Centrify implements several high-availability scenarios:  first, it's AD sites aware, which means that it's smart enough to pick another domain controller in case the current one is not available.  If no network or AD is available, Centrify has the offline cache to rely on.

-     I am concerned of not being able to perform functions to do my job (superuser) or that it will be hard to elevate to get rights
The Centrify agent implements privilege management modules that allow accounts to run with privileges.
Security Analyst
-          We will start processing credit card data soon, therefore I need to make sure that privileged accounts are not shared
-          We need to make sure that everyone has a unique identity
-          We need to carry over the security policy defined on Windows to UNIX (password policy:  length, complexity and expiration)
See above. All objectives have been met.
IT Manager
-          Our workflow for provisioning and password resets is very complex.  When somebody needs a UNIX account for our systems, more teams need to be involved.
-          We have to be ready to process credit card data
-          We have an Identity Management System (FIM) and we would love to leverage some of the existing processes
      The initial PCI requirements 8.1 and 7 are covered.

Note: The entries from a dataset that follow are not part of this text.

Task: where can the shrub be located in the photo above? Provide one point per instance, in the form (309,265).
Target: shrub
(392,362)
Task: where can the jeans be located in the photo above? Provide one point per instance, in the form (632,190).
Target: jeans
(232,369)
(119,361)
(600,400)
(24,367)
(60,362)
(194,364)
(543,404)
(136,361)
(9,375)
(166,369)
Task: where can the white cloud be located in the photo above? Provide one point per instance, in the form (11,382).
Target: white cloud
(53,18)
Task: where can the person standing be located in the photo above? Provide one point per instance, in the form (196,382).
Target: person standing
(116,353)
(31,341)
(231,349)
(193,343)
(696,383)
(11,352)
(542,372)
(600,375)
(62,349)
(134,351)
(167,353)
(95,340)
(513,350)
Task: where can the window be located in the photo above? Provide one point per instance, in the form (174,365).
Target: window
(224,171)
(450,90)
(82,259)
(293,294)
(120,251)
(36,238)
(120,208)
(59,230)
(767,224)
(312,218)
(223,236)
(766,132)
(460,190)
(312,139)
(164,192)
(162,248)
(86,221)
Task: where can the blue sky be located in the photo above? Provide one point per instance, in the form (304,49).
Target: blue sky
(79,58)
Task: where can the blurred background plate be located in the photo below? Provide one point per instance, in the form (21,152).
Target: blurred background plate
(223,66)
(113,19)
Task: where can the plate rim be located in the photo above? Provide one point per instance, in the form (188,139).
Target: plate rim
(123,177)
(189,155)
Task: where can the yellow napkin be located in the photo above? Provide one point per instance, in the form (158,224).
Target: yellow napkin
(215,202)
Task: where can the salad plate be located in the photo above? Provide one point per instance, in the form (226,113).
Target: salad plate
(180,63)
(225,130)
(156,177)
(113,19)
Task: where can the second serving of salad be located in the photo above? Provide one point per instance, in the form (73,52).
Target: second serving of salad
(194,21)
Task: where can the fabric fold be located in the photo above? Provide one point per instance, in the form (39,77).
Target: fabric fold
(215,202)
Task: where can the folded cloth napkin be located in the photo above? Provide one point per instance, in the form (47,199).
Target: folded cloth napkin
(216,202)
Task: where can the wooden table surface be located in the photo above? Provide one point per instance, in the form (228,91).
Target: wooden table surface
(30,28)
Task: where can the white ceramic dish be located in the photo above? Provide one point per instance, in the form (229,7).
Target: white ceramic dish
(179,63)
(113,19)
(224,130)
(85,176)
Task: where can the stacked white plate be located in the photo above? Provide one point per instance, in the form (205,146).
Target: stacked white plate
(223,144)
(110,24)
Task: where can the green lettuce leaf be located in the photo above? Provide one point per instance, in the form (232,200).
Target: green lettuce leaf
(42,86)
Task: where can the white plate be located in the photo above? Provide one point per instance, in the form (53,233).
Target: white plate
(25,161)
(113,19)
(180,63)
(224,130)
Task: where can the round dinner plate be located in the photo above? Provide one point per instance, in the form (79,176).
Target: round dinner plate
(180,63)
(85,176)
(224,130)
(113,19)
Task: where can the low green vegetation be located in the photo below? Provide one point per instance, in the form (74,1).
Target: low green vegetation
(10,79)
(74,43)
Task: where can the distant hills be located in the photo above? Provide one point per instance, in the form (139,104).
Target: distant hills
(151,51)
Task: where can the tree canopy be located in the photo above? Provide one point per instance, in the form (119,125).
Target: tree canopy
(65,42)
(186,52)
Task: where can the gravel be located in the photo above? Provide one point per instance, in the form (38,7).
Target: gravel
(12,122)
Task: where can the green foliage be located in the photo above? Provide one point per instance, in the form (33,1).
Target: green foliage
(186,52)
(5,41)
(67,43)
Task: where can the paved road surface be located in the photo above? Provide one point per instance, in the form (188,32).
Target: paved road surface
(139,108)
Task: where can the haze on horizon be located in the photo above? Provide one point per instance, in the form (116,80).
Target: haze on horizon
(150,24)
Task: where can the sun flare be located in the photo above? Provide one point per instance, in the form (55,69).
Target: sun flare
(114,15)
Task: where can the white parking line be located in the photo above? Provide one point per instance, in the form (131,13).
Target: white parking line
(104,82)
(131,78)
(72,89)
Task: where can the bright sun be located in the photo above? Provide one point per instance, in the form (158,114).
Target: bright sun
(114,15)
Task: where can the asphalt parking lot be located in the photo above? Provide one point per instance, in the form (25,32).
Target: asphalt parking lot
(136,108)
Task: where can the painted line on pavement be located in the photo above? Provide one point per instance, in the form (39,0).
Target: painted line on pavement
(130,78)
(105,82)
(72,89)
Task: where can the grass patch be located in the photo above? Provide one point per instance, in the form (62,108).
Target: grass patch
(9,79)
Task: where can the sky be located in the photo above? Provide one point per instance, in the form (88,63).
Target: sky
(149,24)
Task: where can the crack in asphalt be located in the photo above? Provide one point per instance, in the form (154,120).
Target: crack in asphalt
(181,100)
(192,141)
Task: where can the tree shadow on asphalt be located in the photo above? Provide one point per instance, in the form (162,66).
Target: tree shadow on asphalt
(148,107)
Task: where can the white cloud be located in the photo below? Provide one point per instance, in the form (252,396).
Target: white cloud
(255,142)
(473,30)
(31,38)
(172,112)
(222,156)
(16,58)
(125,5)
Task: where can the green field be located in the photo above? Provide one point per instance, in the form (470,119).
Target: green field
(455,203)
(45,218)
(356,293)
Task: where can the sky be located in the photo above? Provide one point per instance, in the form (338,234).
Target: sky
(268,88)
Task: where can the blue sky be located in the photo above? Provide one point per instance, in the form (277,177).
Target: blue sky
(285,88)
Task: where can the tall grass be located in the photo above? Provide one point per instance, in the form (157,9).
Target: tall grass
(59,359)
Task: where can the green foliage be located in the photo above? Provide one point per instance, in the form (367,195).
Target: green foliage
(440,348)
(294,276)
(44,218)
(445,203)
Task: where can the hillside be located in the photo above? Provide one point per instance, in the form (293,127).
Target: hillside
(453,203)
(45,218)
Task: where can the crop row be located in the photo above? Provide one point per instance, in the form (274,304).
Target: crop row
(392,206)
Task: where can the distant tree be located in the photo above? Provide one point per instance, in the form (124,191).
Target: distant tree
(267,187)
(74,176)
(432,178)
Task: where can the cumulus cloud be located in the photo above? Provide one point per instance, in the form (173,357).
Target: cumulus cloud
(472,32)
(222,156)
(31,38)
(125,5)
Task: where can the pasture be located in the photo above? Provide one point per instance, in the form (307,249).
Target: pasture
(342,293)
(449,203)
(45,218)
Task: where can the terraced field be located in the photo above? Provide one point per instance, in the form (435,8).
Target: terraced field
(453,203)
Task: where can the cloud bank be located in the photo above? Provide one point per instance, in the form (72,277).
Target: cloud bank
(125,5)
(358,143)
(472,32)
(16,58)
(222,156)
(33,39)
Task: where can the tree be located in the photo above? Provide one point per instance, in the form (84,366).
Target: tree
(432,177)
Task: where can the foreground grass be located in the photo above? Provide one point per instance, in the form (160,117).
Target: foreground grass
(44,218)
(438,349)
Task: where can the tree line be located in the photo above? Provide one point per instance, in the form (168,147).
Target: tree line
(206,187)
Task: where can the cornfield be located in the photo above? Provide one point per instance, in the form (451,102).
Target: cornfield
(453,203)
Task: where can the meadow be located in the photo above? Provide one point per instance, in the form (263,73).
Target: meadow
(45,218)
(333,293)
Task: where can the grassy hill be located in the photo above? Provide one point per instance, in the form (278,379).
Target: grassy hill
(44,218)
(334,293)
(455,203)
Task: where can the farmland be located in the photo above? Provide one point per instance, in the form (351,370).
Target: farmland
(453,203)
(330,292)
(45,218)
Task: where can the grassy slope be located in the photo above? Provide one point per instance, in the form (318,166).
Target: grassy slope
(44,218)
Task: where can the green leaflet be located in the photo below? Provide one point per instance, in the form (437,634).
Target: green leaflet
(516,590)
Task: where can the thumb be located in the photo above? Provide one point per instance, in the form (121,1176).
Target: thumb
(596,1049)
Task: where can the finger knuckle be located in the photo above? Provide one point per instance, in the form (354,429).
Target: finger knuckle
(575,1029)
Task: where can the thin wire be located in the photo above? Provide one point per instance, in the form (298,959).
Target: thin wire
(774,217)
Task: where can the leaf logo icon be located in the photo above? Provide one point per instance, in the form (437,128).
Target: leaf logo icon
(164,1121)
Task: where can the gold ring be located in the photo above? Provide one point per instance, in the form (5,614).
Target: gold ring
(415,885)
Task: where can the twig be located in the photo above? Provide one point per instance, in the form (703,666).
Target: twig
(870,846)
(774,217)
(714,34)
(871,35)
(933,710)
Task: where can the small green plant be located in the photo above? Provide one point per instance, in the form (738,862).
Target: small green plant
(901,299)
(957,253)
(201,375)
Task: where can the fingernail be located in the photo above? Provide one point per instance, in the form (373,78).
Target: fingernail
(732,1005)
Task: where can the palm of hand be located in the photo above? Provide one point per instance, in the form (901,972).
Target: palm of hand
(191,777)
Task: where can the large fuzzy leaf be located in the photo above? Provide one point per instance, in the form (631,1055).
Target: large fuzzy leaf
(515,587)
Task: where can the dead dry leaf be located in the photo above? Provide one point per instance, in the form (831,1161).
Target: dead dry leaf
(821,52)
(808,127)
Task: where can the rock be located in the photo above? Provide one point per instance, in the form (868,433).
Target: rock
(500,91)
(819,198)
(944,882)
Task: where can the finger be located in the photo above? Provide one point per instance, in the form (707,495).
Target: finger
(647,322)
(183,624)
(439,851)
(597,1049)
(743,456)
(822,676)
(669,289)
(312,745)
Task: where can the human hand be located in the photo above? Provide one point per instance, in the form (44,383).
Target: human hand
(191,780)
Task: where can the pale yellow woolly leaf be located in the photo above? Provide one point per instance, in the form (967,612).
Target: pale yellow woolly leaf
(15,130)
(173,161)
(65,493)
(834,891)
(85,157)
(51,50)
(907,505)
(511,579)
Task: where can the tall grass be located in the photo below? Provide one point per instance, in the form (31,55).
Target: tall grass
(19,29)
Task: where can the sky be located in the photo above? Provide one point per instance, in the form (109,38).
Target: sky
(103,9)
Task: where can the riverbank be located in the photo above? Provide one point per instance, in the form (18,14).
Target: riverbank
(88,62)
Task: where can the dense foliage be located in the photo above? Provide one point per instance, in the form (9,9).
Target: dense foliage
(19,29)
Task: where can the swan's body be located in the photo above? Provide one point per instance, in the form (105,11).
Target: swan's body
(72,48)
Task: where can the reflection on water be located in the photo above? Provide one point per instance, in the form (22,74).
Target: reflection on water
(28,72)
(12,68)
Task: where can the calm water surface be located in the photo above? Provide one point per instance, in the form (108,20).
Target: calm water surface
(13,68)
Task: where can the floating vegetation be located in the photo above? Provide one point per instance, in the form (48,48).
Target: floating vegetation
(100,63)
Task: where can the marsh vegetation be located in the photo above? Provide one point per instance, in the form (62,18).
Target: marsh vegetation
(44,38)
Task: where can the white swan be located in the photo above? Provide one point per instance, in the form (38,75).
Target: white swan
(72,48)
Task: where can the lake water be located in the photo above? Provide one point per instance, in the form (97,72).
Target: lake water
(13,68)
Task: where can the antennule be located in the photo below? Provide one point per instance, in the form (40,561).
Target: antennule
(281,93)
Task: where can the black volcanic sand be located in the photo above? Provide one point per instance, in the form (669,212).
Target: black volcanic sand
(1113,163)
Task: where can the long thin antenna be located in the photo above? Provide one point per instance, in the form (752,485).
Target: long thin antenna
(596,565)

Since identities have been consolidated
 in AD, the provisioning, deprovisioning, self-service or assisted password reset, privilege management processes can be integrated easily to any tool, by just adding (or removing) users from Active Directory Security groups.  Automatic Provisioning with ZPA was demonstrated in this post and video.
Windows Administrator
-          Whatever solution is coming in should not require schema extensions to AD and no Software in domain controllers.
In the preparation lab and the installation lab we did not require any schema extensions and we didn't even go into the DC.
-          We should be able to keep the same organization and naming conventions that we use in the directory today.
In the preparation lab, we proved that UOs and Groups can be leveraged to establish a storage and governance model in AD, same model works for Group Policy processing.